Despite that, Natera has not yet recorded profitability.
$NTRA’s quarterly net income from 2014 to 2024:
Source: macrotrends.net
$NTRA’s however boasts a highly robust balance sheet, with cash and cash equivalents more than able to cover total liabilities. While that has admittedly been due to equity raises done every year in the last four years, Natera recorded its second consecutive cash flow breakeven quarter last quarter.
Price action
$NTRA is over 220% in the last year, hitting a new all-time high earlier this month. Despite that, the consensus analyst price target of US$133 shows that $NTRA may still have room to grow.
What the risks are:
Lack of profitability: Despite Natera’s strong revenue and margin growth, its lack of profitability raises concerns about the long-term sustainability of its operations and financial stability.
Share dilution: Natera’s continued lack of profitability has led it to rely on raising capital through equity, which, if it persists, could result in dilution for shareholders.

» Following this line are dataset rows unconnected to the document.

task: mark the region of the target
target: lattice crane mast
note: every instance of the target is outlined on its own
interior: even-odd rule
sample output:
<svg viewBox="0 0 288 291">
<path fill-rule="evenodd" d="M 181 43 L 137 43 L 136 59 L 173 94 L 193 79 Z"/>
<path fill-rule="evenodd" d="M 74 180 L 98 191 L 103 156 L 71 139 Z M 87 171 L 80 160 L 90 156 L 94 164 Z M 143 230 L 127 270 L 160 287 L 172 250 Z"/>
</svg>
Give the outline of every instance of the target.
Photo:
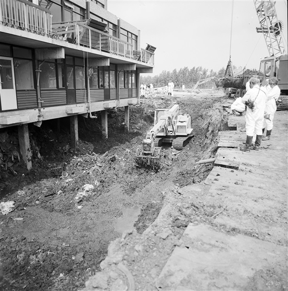
<svg viewBox="0 0 288 291">
<path fill-rule="evenodd" d="M 256 31 L 263 33 L 270 56 L 286 54 L 282 40 L 283 23 L 278 20 L 275 2 L 270 0 L 254 0 L 254 2 L 260 26 L 256 28 Z"/>
</svg>

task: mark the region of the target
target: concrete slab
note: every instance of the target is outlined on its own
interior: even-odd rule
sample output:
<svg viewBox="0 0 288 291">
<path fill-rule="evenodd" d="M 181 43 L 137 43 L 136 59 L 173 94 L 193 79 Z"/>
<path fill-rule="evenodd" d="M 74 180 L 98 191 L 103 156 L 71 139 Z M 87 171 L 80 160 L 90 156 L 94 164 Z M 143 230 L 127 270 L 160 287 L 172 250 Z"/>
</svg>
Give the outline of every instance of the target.
<svg viewBox="0 0 288 291">
<path fill-rule="evenodd" d="M 237 153 L 238 152 L 233 150 L 220 148 L 216 154 L 214 165 L 231 169 L 239 169 L 241 160 L 237 157 Z"/>
<path fill-rule="evenodd" d="M 192 224 L 181 240 L 182 245 L 176 247 L 156 280 L 158 290 L 251 290 L 256 276 L 254 290 L 263 290 L 267 277 L 259 273 L 273 269 L 280 277 L 287 272 L 285 246 Z M 282 279 L 274 290 L 288 287 Z"/>
</svg>

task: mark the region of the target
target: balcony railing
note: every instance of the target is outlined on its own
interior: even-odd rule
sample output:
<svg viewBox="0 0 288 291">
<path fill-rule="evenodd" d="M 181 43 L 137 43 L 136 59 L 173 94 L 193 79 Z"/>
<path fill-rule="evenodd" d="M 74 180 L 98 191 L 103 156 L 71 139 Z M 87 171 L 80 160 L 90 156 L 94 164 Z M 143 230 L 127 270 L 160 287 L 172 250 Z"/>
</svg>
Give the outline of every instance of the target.
<svg viewBox="0 0 288 291">
<path fill-rule="evenodd" d="M 1 0 L 0 10 L 1 24 L 52 36 L 52 15 L 48 9 L 24 0 Z"/>
<path fill-rule="evenodd" d="M 143 49 L 134 50 L 132 44 L 89 27 L 84 24 L 87 21 L 86 20 L 53 23 L 53 37 L 150 65 L 153 64 L 154 54 Z"/>
</svg>

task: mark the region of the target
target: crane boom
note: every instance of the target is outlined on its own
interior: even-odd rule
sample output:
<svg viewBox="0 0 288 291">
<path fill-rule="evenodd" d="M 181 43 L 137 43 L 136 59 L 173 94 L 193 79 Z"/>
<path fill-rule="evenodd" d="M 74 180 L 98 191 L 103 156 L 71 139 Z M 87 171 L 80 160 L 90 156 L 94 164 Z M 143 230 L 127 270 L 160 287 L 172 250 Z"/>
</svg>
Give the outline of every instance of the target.
<svg viewBox="0 0 288 291">
<path fill-rule="evenodd" d="M 263 33 L 270 56 L 286 53 L 282 41 L 283 23 L 278 20 L 274 2 L 270 0 L 254 2 L 260 26 L 256 31 Z"/>
</svg>

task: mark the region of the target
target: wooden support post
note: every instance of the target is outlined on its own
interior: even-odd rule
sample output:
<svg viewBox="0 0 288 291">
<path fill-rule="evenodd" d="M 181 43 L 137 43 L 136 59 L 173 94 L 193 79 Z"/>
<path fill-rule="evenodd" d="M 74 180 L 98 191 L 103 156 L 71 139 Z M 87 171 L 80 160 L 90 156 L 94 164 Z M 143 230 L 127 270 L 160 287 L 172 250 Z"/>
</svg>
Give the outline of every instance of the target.
<svg viewBox="0 0 288 291">
<path fill-rule="evenodd" d="M 70 132 L 72 148 L 76 151 L 79 149 L 79 137 L 78 136 L 78 115 L 70 116 Z"/>
<path fill-rule="evenodd" d="M 129 107 L 124 106 L 124 123 L 125 131 L 129 132 Z"/>
<path fill-rule="evenodd" d="M 18 136 L 20 152 L 28 171 L 32 168 L 31 149 L 29 141 L 29 131 L 28 124 L 18 126 Z"/>
<path fill-rule="evenodd" d="M 108 117 L 106 110 L 101 111 L 101 121 L 102 134 L 105 138 L 108 138 Z"/>
</svg>

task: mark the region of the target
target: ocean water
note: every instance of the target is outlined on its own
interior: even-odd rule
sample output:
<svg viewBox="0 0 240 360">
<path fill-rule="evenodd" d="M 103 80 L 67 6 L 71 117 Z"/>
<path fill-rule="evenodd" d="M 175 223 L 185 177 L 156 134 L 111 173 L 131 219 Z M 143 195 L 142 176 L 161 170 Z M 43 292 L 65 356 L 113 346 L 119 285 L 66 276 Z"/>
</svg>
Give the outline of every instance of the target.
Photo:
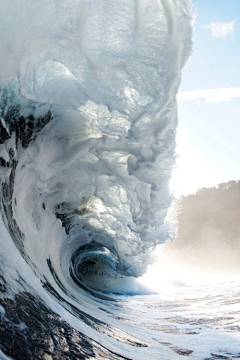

Strict regulatory environment: Natera operates in a highly regulated industry, where compliance with healthcare and genetic testing regulations is critical. Failure to meet these regulatory standards, or changes in laws, could impact Natera’s ability to bring new products to market or expose the company to potential legal and financial risks.
Bottom line: Natera ($NTRA) is a genetic testing company whose main products include non-invasive tests for detecting genetic conditions, personalized blood tests and organ transplant assessments, with Panorama and Horizon as key revenue drivers. Founded in 2007 and publicly listed in 2015, Natera operates in a fast-growing genetic testing industry, with the market expected to expand at a CAGR of 22% over the next six years. Natera’s Q2 2024 report showed strong year-over-year growth, with a 59% gross margin, though it has yet to achieve profitability. With a robust balance sheet and strong cash flow momentum, $NTRA’s stock has surged 220% in the last year and has potential for further growth according to analyst targets.